And David built there a mizbayach to Hashem and sacrificed burnt offerings and offerings of well-being. Hashem responded to the plea for the land, and the plague against Yisrael was checked. II Samuel 24:25
It should be noted that last Saturday night, Prime Minister Benyamin Netanyahu acknowledged that he had avoided a political deal that could have potentially given him a victory in the election because it would have brought Jewish prayer to the Temple Mount. “The Bible showed time after time that Jewish service at this site could help in dire situations of plague,” Sanderman noted. “We are trying to recreate this aspect of the Temple as much as possible given the official restrictions. Thi is precisely the Jewish function in the Temple: to act as Kohanim (priests) for the entire world.” Sanderman emphasized that Jews may only ascend to the Temple Mount after ritual immersion and may not wear leather shoes. In addition, he noted that it is important to obey police instructions while on the site.

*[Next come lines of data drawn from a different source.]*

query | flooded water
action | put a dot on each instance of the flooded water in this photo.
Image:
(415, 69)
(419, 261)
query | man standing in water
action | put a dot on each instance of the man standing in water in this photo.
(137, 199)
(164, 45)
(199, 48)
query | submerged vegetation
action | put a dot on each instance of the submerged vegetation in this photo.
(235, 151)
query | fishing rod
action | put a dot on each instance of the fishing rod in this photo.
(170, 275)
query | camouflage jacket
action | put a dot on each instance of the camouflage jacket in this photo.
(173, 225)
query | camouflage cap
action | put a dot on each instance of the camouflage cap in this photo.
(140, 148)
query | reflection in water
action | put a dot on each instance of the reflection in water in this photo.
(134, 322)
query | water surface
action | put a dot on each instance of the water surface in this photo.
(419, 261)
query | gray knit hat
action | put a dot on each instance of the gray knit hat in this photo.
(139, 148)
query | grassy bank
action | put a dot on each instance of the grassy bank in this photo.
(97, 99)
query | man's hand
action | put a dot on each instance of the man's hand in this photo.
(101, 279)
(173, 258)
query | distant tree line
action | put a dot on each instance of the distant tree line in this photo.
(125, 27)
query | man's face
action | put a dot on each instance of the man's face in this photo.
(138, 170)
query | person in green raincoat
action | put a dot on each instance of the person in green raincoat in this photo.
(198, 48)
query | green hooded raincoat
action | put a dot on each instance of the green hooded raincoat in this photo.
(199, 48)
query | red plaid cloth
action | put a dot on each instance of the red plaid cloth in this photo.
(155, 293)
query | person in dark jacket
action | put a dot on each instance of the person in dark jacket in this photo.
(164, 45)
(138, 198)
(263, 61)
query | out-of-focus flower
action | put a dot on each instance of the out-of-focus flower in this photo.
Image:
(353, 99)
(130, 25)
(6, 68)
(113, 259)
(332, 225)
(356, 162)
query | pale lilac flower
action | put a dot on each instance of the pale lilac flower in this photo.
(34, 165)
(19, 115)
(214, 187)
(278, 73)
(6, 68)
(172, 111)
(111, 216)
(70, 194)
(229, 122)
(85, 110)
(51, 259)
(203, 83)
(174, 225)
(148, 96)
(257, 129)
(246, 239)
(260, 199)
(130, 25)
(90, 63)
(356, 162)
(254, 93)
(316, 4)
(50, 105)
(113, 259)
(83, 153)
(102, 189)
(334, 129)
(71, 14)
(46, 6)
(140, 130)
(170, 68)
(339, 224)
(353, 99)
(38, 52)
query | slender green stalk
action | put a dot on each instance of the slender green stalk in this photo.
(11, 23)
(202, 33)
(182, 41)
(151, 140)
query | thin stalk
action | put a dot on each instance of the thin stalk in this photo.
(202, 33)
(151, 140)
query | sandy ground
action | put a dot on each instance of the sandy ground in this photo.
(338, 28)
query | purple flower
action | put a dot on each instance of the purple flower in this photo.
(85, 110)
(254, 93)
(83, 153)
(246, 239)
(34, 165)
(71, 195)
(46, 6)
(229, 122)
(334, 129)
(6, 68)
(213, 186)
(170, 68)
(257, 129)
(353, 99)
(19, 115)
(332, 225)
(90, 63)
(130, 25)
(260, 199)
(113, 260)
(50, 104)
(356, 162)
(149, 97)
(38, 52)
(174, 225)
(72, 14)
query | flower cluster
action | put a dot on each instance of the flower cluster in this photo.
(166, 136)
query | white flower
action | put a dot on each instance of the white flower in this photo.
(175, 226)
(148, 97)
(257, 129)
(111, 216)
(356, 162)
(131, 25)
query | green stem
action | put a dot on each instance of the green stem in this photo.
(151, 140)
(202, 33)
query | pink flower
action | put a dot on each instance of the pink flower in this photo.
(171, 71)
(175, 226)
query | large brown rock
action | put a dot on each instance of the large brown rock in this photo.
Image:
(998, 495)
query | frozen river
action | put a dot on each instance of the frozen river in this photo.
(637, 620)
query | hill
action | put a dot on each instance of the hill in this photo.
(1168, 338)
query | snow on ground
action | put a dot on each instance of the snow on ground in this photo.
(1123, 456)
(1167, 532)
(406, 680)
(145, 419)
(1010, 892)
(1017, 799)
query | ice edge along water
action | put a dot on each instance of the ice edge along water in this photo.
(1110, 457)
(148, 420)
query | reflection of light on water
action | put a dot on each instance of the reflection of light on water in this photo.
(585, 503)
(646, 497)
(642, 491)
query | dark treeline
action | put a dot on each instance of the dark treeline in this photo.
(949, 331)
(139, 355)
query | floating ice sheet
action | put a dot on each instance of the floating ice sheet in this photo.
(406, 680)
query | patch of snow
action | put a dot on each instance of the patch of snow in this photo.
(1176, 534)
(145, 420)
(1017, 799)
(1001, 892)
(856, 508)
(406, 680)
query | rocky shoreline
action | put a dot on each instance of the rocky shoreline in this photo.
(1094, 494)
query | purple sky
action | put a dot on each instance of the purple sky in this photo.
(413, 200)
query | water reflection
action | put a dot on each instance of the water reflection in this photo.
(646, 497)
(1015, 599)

Jewish prayer on the Temple Mount was legally mandated in a 2015 Jerusalem magistrate court decision but a clause in the ruling permitted the police to enforce the law based on security considerations. For the last four years, the Israeli police have cited Palestinian Islamic violence as a reason to prevent Jews from praying at the site.
Trump’s recently proposed Deal of the Century puts theTemple Mount under Israeli sovereignty, stating, “People of every faith should be permitted to pray on the Temple Mount/Haram al-Sharif, in a manner that is fully respectful to their religion, taking into account the times of each religion’s prayers and holidays, as well as other religious factors.”